Anlegerentschädigung in der Krise?
Sinnhaftigkeit der AeW (Anlegerentschädigung) am Pranger!
Da auf unseren vormonatlichen Beitrag zu Auer von Welsbach (hier zum Nachlesen...) zahlreiche Mail-Anfragen kamen, haben wir Dr. Herbert Samhaber (Fachverbands-Obmann der FDL OÖ und gerichtlich zertifizierter Sachverständiger für Wertpapiergeschäfte und Vermögensberatung) um einen Kommentar zum Thema gebeten.
Dieses "Service" werden wir künftig öfters anbieten. Daher: Sollten Sie Fragen haben, die bis dato unbeantwortet scheinen, senden Sie diese an g.wagner@b2b-projekte.at!
Der Fall Auer von Welsbach (kurz: AvW) hat wieder einmal die Regelung zur Anlegerentschädigung mehr als in Frage gestellt.
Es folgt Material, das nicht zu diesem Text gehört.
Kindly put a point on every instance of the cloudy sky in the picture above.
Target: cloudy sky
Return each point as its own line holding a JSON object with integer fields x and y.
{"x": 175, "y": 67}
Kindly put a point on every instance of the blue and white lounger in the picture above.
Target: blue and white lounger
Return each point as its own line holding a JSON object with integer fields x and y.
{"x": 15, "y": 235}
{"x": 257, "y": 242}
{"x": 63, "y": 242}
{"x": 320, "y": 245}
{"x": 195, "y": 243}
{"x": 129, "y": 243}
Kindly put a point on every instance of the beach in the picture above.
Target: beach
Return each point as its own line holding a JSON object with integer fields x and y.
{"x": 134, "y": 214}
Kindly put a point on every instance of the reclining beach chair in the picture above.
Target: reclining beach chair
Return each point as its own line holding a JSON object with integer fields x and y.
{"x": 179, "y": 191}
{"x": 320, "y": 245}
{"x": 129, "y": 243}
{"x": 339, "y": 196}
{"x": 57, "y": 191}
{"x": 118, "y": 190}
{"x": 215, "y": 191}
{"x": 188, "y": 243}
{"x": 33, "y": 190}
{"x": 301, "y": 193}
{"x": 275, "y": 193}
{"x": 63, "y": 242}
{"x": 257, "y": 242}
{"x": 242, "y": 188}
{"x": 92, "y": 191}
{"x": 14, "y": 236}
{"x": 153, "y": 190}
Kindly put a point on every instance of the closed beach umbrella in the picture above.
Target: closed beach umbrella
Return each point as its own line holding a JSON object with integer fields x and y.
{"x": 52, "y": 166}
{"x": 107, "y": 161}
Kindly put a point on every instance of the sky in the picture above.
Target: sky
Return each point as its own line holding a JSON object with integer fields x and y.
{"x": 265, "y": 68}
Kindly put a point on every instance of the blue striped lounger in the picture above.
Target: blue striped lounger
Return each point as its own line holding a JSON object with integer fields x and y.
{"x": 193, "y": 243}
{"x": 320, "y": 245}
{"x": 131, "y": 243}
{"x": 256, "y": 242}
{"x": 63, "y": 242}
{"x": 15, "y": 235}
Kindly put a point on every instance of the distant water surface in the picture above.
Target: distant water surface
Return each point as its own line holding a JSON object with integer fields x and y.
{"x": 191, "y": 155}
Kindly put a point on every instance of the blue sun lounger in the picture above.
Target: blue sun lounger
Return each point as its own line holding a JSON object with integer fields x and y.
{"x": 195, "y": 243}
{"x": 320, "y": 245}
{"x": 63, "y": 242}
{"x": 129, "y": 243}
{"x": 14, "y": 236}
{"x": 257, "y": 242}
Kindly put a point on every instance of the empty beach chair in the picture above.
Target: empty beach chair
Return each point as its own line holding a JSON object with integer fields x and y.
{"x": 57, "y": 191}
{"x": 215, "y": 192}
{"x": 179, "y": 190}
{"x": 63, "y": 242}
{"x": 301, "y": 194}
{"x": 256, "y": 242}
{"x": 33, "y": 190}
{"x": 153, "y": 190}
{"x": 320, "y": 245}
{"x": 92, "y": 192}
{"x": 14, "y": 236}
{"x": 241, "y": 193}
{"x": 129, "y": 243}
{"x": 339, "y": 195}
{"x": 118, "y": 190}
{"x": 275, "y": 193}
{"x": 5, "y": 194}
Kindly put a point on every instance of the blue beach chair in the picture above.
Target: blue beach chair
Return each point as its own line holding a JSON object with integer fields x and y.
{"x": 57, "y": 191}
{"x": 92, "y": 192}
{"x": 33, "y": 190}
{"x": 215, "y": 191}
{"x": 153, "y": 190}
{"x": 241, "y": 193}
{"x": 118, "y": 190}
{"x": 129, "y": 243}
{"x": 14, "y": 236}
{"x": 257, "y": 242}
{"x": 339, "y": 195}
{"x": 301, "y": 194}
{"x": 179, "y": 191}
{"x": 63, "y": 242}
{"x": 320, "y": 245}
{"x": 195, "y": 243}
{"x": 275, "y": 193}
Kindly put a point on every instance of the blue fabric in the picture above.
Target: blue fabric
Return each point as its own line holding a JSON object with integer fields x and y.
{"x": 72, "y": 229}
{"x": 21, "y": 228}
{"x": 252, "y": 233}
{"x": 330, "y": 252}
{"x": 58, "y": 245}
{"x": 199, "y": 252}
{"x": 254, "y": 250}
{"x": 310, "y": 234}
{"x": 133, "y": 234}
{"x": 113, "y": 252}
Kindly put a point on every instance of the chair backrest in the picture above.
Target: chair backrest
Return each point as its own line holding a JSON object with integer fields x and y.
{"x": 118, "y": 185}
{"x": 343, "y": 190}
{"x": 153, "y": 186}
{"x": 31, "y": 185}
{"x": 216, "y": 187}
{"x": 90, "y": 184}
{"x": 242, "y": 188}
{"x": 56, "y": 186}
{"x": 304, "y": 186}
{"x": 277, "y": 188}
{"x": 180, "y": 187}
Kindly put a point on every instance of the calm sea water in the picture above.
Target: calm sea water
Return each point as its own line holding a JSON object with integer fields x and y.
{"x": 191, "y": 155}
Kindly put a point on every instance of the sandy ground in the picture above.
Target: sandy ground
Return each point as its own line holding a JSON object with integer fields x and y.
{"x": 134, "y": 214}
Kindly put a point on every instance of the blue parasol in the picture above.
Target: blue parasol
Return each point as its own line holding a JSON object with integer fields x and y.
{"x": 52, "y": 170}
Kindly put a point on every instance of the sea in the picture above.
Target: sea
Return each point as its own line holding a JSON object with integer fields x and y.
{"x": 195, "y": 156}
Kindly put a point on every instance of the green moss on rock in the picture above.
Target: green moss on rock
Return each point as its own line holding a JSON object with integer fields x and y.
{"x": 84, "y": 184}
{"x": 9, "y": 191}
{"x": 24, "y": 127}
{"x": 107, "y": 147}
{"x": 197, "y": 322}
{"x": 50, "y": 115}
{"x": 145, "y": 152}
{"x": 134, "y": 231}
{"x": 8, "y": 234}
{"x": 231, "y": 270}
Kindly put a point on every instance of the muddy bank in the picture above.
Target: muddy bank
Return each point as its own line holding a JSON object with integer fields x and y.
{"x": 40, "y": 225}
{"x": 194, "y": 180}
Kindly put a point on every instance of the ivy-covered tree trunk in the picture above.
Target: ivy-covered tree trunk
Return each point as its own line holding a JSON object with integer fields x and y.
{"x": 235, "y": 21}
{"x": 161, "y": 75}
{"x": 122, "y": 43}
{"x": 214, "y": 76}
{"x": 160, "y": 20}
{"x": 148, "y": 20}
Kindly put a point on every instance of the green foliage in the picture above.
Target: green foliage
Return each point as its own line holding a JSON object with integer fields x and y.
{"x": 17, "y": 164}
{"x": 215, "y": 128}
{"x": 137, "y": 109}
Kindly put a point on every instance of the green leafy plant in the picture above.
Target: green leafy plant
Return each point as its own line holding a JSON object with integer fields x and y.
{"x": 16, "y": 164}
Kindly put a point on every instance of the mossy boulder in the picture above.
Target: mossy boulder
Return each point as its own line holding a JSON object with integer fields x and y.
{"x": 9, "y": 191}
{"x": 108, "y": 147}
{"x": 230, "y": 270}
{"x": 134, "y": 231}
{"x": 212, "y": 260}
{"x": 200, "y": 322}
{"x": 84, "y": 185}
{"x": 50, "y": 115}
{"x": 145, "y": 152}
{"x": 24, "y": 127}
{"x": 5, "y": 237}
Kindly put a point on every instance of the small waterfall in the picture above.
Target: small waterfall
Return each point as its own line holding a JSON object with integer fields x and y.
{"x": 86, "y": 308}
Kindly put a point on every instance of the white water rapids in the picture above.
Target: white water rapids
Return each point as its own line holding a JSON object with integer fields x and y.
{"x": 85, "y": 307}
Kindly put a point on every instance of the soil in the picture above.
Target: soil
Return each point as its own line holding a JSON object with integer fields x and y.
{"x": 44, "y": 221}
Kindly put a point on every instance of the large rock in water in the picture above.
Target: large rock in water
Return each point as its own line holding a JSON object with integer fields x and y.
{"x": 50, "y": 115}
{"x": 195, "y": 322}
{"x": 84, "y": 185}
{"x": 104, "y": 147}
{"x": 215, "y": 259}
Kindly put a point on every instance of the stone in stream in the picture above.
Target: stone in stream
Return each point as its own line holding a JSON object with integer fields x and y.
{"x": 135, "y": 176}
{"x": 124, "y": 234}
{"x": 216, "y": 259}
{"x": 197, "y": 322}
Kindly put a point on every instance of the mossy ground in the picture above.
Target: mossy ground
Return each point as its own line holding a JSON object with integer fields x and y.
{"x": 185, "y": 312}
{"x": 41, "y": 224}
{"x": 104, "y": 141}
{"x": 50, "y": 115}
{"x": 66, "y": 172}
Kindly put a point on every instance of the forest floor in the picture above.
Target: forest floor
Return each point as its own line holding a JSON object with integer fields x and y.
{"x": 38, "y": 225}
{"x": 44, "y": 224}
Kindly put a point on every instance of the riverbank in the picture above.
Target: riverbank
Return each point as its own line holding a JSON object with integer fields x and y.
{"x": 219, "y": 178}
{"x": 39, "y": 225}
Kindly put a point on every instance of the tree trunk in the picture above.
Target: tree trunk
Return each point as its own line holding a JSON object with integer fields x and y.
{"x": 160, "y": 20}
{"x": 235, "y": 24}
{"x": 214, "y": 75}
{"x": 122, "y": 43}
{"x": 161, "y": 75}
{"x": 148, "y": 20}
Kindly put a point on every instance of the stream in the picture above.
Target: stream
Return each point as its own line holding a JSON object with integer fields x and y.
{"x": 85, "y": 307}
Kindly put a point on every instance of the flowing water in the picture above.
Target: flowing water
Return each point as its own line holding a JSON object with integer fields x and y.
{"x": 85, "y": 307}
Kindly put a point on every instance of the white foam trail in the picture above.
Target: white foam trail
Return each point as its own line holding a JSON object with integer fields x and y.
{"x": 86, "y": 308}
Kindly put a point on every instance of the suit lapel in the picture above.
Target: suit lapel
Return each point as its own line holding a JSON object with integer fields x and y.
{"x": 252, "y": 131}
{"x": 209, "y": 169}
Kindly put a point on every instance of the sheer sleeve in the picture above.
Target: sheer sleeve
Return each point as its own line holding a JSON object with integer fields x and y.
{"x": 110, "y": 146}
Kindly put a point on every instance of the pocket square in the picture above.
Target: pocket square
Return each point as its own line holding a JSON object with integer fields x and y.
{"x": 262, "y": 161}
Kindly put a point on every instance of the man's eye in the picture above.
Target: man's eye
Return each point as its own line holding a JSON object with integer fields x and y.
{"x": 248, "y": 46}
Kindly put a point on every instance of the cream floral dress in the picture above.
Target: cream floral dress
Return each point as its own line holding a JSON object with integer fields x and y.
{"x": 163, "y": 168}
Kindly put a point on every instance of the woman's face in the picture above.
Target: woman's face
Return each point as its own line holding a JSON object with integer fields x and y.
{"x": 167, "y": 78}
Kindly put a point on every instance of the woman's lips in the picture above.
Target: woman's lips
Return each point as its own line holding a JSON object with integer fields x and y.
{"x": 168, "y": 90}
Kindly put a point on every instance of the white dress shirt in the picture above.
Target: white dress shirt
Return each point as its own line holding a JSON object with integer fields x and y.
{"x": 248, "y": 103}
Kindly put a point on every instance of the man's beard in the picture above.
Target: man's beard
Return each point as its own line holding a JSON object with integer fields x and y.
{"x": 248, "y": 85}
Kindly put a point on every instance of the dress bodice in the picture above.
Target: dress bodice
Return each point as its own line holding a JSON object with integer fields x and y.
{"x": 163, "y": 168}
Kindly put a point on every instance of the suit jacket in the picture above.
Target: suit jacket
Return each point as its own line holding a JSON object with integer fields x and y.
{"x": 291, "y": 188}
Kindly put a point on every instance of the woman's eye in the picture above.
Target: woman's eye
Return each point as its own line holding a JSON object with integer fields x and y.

Rund 148 Millionen Euro zahlt der Staat für die Pleite von AvW. Der Verlust der Anleger (welche tatsächlich an eine kontinuierliche Rendite von 10% per anno geglaubt haben) wird damit von den Steuerzahlern geschultert. Zusätzlich müssen bzw. mussten die verbleibenden Wertpapierfirmen Ihren „Solidarbeitrag" bis zum Maximum (2 mal 2,5% der jährlichen fixen Gemeinkosten) ausschöpfen und zahlen. Ein höherer Solidarbeitrag durch die Wertpapierfirmen ist denkunmöglich, wenn man nicht die Existenz der Unternehmen aufs Spiel setzen möchte.
Es stellt sich zum wiederholten Mal die Frage, wie man in Zukunft dieses Branchenbedrohende Szenario vermeiden kann.
Die Anlegerentschädigung von Wertpapierfirmen GmbH oder kurz AeW hat die Aufgabe im Konkursfall von AeW-Mitgliedsunternehmen, wenn diese Unternehmen dadurch nicht mehr in der Lage sind, Anlegern Gelder zurückzuzahlen oder Finanzinstrumente zurückzugeben, Anleger zu entschädigen. Eine österreichische Wertpapierfirma darf niemals Schuldner Ihrer Kunden sein und daher weder Gelder noch Finanzinstrumente von Kunden entgegennehmen. Als aufmerksamer Leser haben Sie richtig erkannt, dass die Funktion der AeW im Kern obsolet ist, weil die AeW für einen Fall geschaffen wurde, der in Österreich gar nicht vorkommen darf.
Die österreichischen Wertpapierfirmen haben selbst in der Anfangsphase der AeW gegen die Möglichkeit, dass sie Treuhänder ihrer Kunden sein dürfen, abgestimmt. Durch diesen Punkt unterscheidet sich Österreich vom EU-Ausland. Darum stellt sich die Frage, ob Österreich überhaupt eine AeW braucht. Daran wird der Gesetzgeber regelmäßig durch die Interessenvertretung der Wertpapierfirmen erinnert.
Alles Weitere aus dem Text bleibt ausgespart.